Thomas D On the Cutting (Cyber) Edge – Thomas’ Story

“For me, the choice was simple,” says Thomas, who scheduled his first consultation with Dr. D’Ambrosio on August 6—which, coincidentally, was the day Barbara had her knee replacement surgery at Community Medical Center.

Thomas Dudek was enjoying retirement. When he wasn’t doing volunteer maintenance work at St. Barnabas Roman Catholic Church in his hometown of Bayville, he would ride his Harley-Davidson on the side roads along Barnegat Bay. “I have seven beautiful grandchildren,” says Thomas, 73. “They like to ride on back with me.”

But retirement can have its challenges. His wife, Barbara, was home in severe pain and needed knee replacement surgery. Then in April, after Thomas underwent a routine physical, his blood test results showed an above-normal prostate-specific antigen (PSA) reading. His primary care doctor referred him to an urologist, whom he saw the following week. The urologist ordered a biopsy of the prostate and discovered that Thomas did, in fact, have prostate cancer.

“I didn’t know what to do,” he recalls. “I sat down with my wife and went over the options.” But those options at first were limited and burdensome. One doctor suggested radiation therapy, which Thomas was told would require 40 treatments over approximately two months. “I needed to explore other options, so I started searching online,” Thomas says. There, he found teaching hospitals 90 minutes to the north in New York City and North Jersey that offered less-invasive stereotactic radiation treatment for prostate cancer using the CyberKnife. To his pleasant surprise, Thomas discovered the same CyberKnife treatment at Community Medical Center (CMC), an easy five-mile drive away.
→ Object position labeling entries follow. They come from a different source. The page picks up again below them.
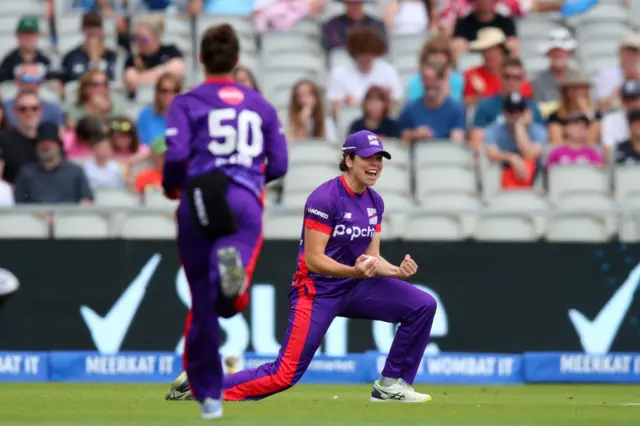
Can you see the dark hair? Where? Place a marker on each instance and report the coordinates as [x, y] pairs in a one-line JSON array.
[[365, 41], [219, 49], [343, 162]]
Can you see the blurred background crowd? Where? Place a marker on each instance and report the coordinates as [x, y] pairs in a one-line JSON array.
[[522, 86]]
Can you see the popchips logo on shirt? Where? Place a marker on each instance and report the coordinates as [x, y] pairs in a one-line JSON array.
[[354, 231]]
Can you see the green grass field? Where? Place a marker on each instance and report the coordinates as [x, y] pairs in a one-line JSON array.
[[128, 405]]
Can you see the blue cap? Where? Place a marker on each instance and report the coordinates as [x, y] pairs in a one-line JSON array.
[[365, 144]]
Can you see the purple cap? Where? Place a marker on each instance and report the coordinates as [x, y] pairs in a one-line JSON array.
[[365, 144]]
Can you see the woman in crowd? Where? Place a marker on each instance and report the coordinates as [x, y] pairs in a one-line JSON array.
[[243, 75], [575, 98], [375, 109], [437, 50], [93, 98], [152, 120], [575, 148], [403, 17], [307, 116]]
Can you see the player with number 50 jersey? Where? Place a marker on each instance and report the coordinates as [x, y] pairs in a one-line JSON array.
[[224, 142]]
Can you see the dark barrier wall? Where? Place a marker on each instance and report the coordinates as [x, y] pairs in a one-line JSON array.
[[125, 295]]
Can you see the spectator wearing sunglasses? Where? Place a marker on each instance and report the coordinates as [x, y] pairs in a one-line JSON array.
[[91, 54], [27, 52], [30, 78], [150, 58], [18, 143], [152, 120]]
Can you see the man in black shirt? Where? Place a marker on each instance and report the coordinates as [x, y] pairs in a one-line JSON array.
[[27, 33], [18, 144], [92, 54], [466, 29], [152, 58], [628, 152]]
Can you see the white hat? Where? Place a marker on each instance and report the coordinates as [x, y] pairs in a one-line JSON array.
[[488, 37], [560, 38]]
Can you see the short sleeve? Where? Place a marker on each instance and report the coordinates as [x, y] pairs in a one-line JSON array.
[[320, 212]]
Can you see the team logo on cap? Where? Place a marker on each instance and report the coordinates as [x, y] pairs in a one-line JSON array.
[[231, 95]]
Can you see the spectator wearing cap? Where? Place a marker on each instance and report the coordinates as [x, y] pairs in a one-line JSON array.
[[468, 29], [516, 142], [18, 143], [559, 48], [437, 49], [335, 31], [152, 58], [628, 152], [91, 54], [609, 80], [52, 179], [487, 79], [615, 126], [490, 110], [576, 147], [436, 115], [27, 52], [575, 100], [348, 83], [29, 78]]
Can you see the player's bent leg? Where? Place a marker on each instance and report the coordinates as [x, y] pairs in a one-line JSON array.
[[309, 320], [395, 301]]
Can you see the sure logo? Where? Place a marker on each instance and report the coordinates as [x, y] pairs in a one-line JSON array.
[[354, 232]]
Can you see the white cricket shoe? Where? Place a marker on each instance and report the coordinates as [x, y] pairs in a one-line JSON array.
[[211, 409], [397, 392]]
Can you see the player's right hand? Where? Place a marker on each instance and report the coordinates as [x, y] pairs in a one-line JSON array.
[[365, 267]]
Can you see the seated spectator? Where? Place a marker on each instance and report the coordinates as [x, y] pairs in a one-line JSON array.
[[615, 126], [6, 190], [127, 148], [243, 75], [307, 116], [335, 31], [78, 144], [102, 171], [468, 28], [152, 58], [29, 78], [375, 108], [91, 54], [93, 98], [151, 178], [609, 80], [576, 148], [152, 120], [516, 143], [575, 99], [403, 17], [546, 85], [437, 49], [283, 15], [436, 115], [490, 110], [52, 179], [628, 152], [27, 52], [349, 83], [486, 80], [18, 141]]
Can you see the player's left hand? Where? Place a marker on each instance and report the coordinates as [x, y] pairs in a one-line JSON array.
[[407, 268]]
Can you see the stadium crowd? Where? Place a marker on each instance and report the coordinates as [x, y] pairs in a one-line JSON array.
[[94, 116]]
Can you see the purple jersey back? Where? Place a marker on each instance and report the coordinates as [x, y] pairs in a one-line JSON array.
[[350, 220], [222, 125]]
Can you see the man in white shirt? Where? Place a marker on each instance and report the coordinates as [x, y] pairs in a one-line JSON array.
[[609, 80], [349, 83], [615, 126]]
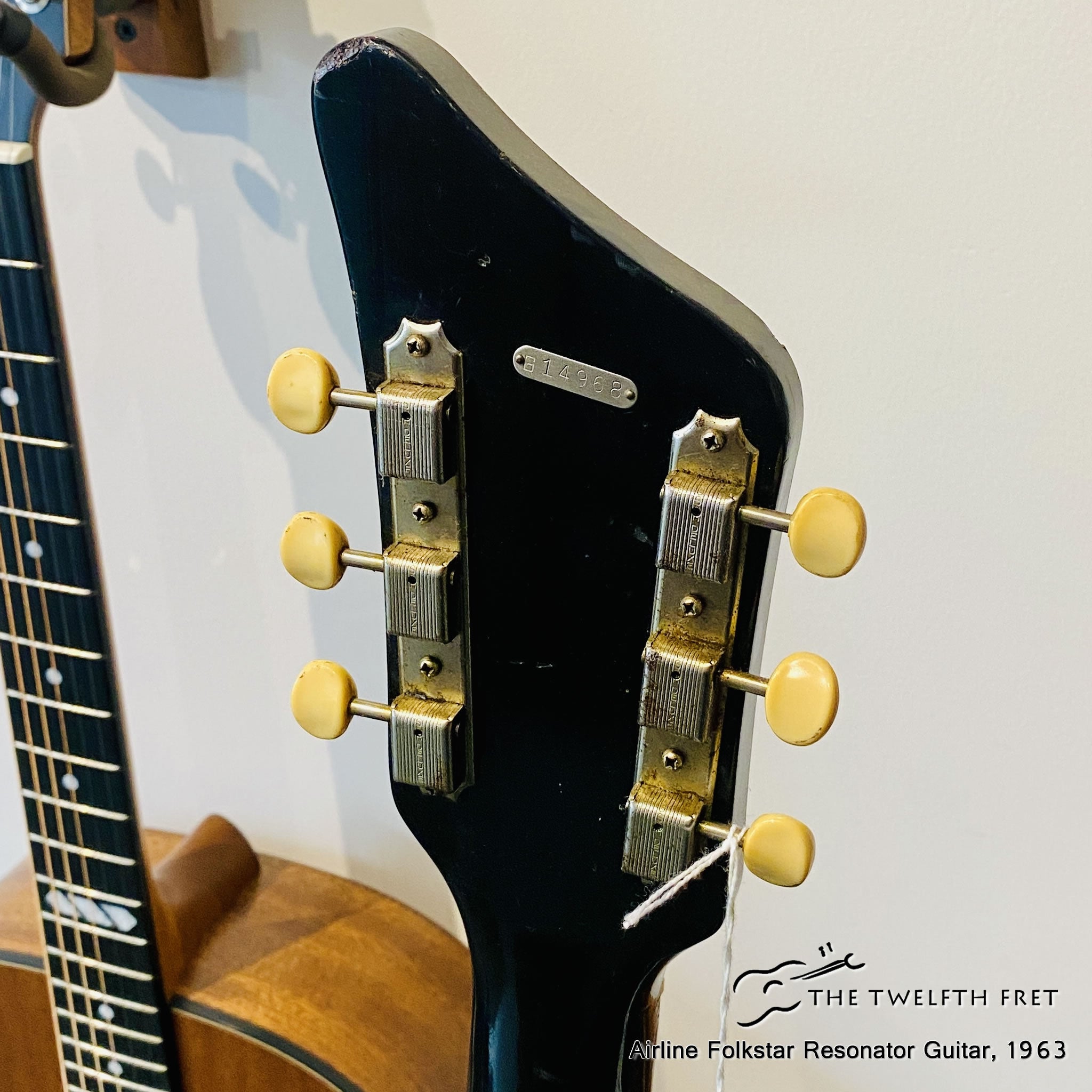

CyberKnife offers patients a treatment option that doesn’t impose on their lifestyle,” explains David D’Ambrosio, MD, Medical Director for New Jersey CyberKnife at CMC’s J. Phillip Citta Regional Cancer Center. In contrast to lengthy radiation treatments, CyberKnife treatment is delivered in five or fewer sessions within two weeks.

“For me, the choice was simple,” says Thomas, who scheduled his first consultation with Dr. D’Ambrosio on August 6—which, coincidentally, was the day Barbara had her knee replacement surgery at Community Medical Center. As his wife was in the operating room, Thomas confronted his own health and his future. Prostate cancer is the second deadliest cancer among men after lung cancer, but most patients survive if they are treated before the cancer spreads, the American Cancer Society notes.

“When I saw Dr. D’Ambrosio, he put me at ease,” Thomas says. “He told me I was a good candidate for the CyberKnife procedure.”

Stereotactic radiation therapy, during which high-energy rays or particles are beamed to the affected area to kill cancer cells and destroy the tumor, is among the treatment options for prostate cancer. CyberKnife, which combines real-time imaging with precision robotic beam placement, allows oncologists to achieve “similar outcomes to what we would achieve with surgery, but without the cutting and anesthesia,” Dr. D’Ambrosio notes. What’s more, because CyberKnife is minimally invasive, patients can resume their normal activity immediately after treatment.

Before treatment with CyberKnife, a high-resolution computed tomography (CT) scan is taken to determine the size, shape and location of the tumor. The image data is then transferred into the CyberKnife system and used by the radiation oncologist to plan treatment. The radiation oncologist then guides a robotic arm to deliver high-dose radiation beams while the patient rests comfortably on a treatment bed.

“One of the key advantages of CyberKnife is its ability to precisely track the tumor in real time, while the patient is laying down,” Dr. D’Ambrosio says. “Patients are breathing during treatment, and CyberKnife can automatically correct for this. This enables us to deliver maximal amounts of radiation therapy to the tumor while limiting radiation to the surrounding normal tissues.”

Thomas noticed no discomfort during his hour-long CyberKnife treatments in early September—five in total. “It was very easy,” he recalls. “You’re in a room and laying still on a table, watching TV. Then you go home and do what you want.”

During the two-week treatment course, Thomas relaxed at home between CyberKnife sessions. About twice a week, a member of his treatment team would call him to make sure he wasn’t having complications. “The staff was so friendly,” Thomas says. “They made me feel at home. And every time I arrived for treatment, they never kept me waiting for treatment.”

Once finished with CyberKnife treatment, Thomas got back on his Harley and back to his grandkids and church work. He awaits a follow-up PSA test, but is hopeful that he is cancer-free. And as for his wife, Barbara? “My knee replacement surgery went well,” Barbara happily reports. “It took away the pain, which is what I wanted. All in all I’m doing OK.”